A research team from Northwestern University conducted a statistical analysis of data gathered from hospitals and clinics across different countries such as China, France, Germany, Italy, Iran, South Korea, Spain, Switzerland, the United Kingdom and the United States.
Vadim Backman, a professor of Biomedical Engineering at Northwestern University's McCormick School of Engineering and Applied Science, who led the research team, said they were inspired to examine vitamin D levels after noticing unexplained differences in COVID-19 mortality rates from country to country.
According to Backman, while there were some who hypothesized that factors such as differences in healthcare quality, age distributions in population and testing rates might be responsible, their team remained unconvinced.
"None of these factors appears to play a significant role," Backman, who is also the director of Northwestern's Center for Physical Genomics and Engineering, said. He pointed out that Italy’s healthcare system is one of the best in the world, and that differences in mortality rates exist in the same age groups, as well as in countries that have similar testing rates.
It was when the researchers closely looked at data from patients hailing from countries with high COVID-19 mortality rates, namely Italy, Spain and the UK, that they observed a common denominator: they had generally lower levels of vitamin D compared to patients from countries that had significantly lower mortality rates.
In addition, after further examination of the patients’ data, the researchers found a link between low vitamin D levels and "cytokine storms," a hyper-inflammatory condition caused by an overactive immune system. (Related: New research suggests vitamin D may help combat coronavirus.)
“Cytokine storms can severely damage the lungs and lead to acute respiratory distress syndrome and death in patients,” Ali Daneshkhah, a postdoctoral research associate at Northwestern’s McCormick School of Engineering, said in a statement.
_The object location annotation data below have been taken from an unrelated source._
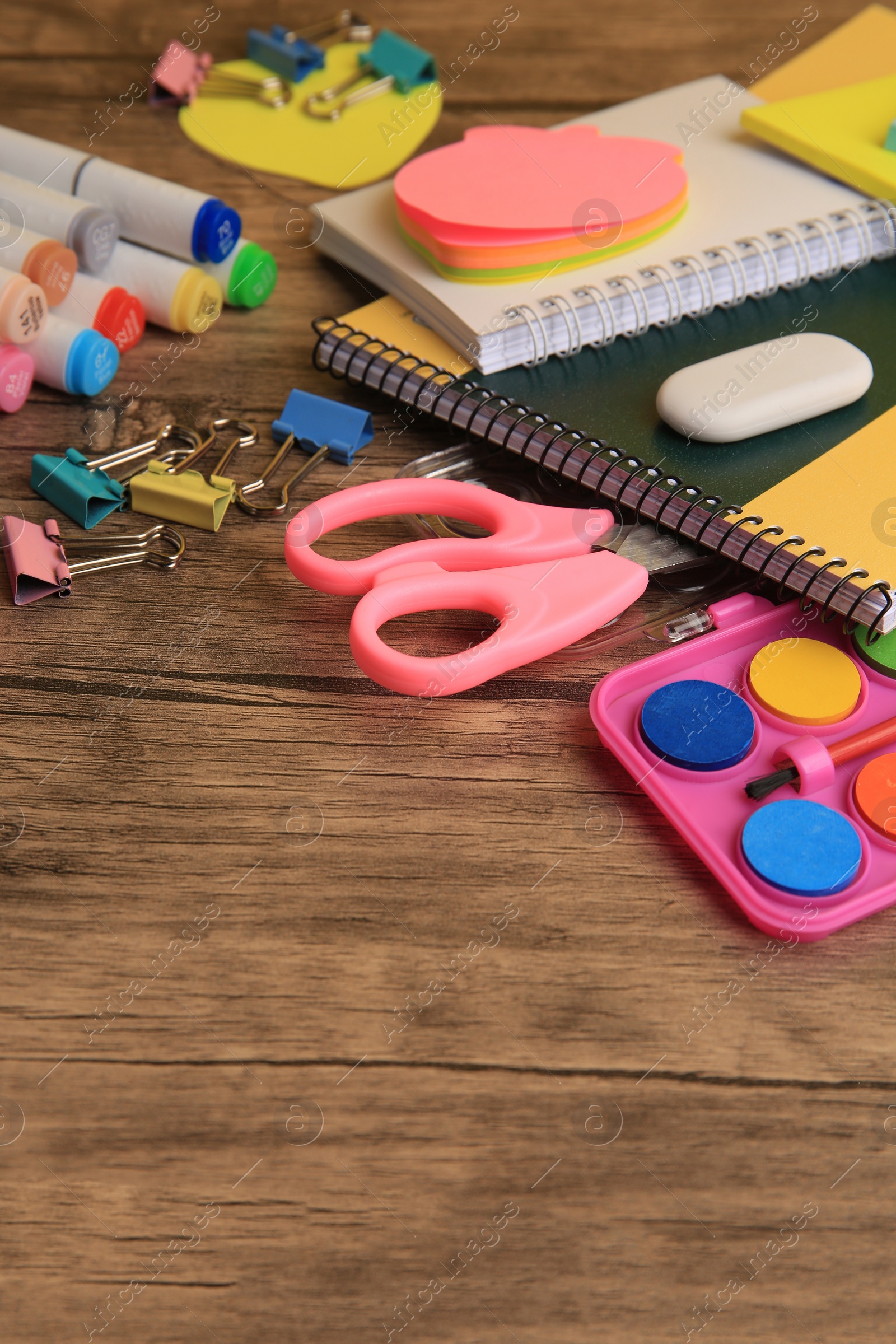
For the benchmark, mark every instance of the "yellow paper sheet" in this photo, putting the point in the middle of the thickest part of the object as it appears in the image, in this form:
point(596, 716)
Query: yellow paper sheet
point(846, 501)
point(861, 49)
point(366, 143)
point(389, 320)
point(841, 132)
According to Daneshkhah, this cytokine storm is what seems to kill a majority of COVID-19 patients, and not the destruction of the lungs by the virus itself, as previously believed.
“It is the complications from the misdirected fire from the immune system,” Daneshkah, the study’s first author, stated.
This is exactly where vitamin D -- an essential nutrient often referred to as the “sunshine vitamin” because it is produced by the body as a response to sun exposure -- plays a major role.
According to Backman, not only does vitamin D enhance the immune system, but it also keeps it from becoming overactive, adding that having healthy levels of vitamin D could protect patients against COVID-19’s more severe complications -- including death.
Despite their findings, the research team does not recommend the immediate hoarding of vitamin D supplements on the market -- not even to those who are at risk of deficiency.
"While I think it is important for people to know that vitamin D deficiency might play a role in mortality, we don't need to push vitamin D on everybody," Backman said, noting that the results of their research still need to be studied more thoroughly.
"This needs further study, and I hope our work will stimulate interest in this area. The data also may illuminate the mechanism of mortality, which, if proven, could lead to new therapeutic targets," Backman said.
"It is hard to say which dose is most beneficial for COVID-19," he added. "However, it is clear that vitamin D deficiency is harmful, and it can be easily addressed with appropriate supplementation. This might be another key to helping protect vulnerable populations, such as African-American and elderly patients, who have a prevalence of vitamin D deficiency."
As of this writing, the COVID-19 pandemic has infected over 3.9 million people and killed 270,720 around the world.